Thousands of police will be deployed for Yingluck verdict on Friday

More than 4,000 police will guard Thailand’s Supreme Court on Friday when judges announce a verdict in the case of ousted prime minister Yingluck Shinawatra, accused of negligence over a costly rice subsidy policy.

Thailand’s first female prime minister, toppled by a military coup in 2014, faces up to ten years in prison if convicted and a life ban from politics under the new military-drafted constitution.

Thousands of supporters are expected to turn up outside the court in northern Bangkok for the ruling in defiance of the junta’s calls for people to stay at home.

Some 3,000 protesters are expected, deputy Bangkok police commissioner  Major General Panurat Lakboon told reporters Monday.

“Police will deploy anti-riot forces to provide security… the total will be 4,000 officers,” Panurat said.

Supporters would not be allowed to “invade the court vicinity” but would be permitted to gather nearby.
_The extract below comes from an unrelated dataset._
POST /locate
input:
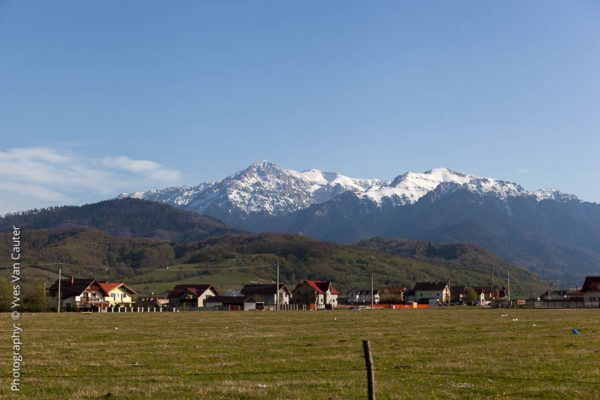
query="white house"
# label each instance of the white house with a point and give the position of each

Yingluck’s previous court appearances have seen increasingly large crowds gather outside the court, showering her with roses and chanting — a rare sight in a nation where political gatherings remain outlawed.

But her flagship rice scheme, to pay farmers nearly twice the market rate for their crop, was one of the policies which prompted large-scale protests against her administration.

The scheme handed billions of dollars to her rural voter base but also allegedly led to massive graft as brokers sold sub-par rice or declared inflated inventories to get the subsidy.

It left Thailand with huge stockpiles of unsold rice.

Throughout her trial Yingluck defended the scheme, saying she acted in good faith to raise the incomes of the poorest and was the victim of “a subtle political game”.

The military and prosecutors say she must take personal responsibility for the scheme, in what is an unprecedented move to punish a Thai leader for a policy.

Analysts say the junta and its establishment allies are bent on crushing the political machine led by Yingluck and her billionaire brother Thaksin Shinawatra, who was himself ousted in a 2006 coup.

The siblings are beloved in Thailand’s poor northeast but loathed by Bangkok’s traditional elite, who hit their governments with coups or court rulings.

“Though a verdict against Yingluck would legally spell the end of her participation in Thai politics, such a ruling would draw Shinawatra supporters increasingly together against the junta,” Paul Chambers, a Thai politics expert at Naresuan University, told AFP.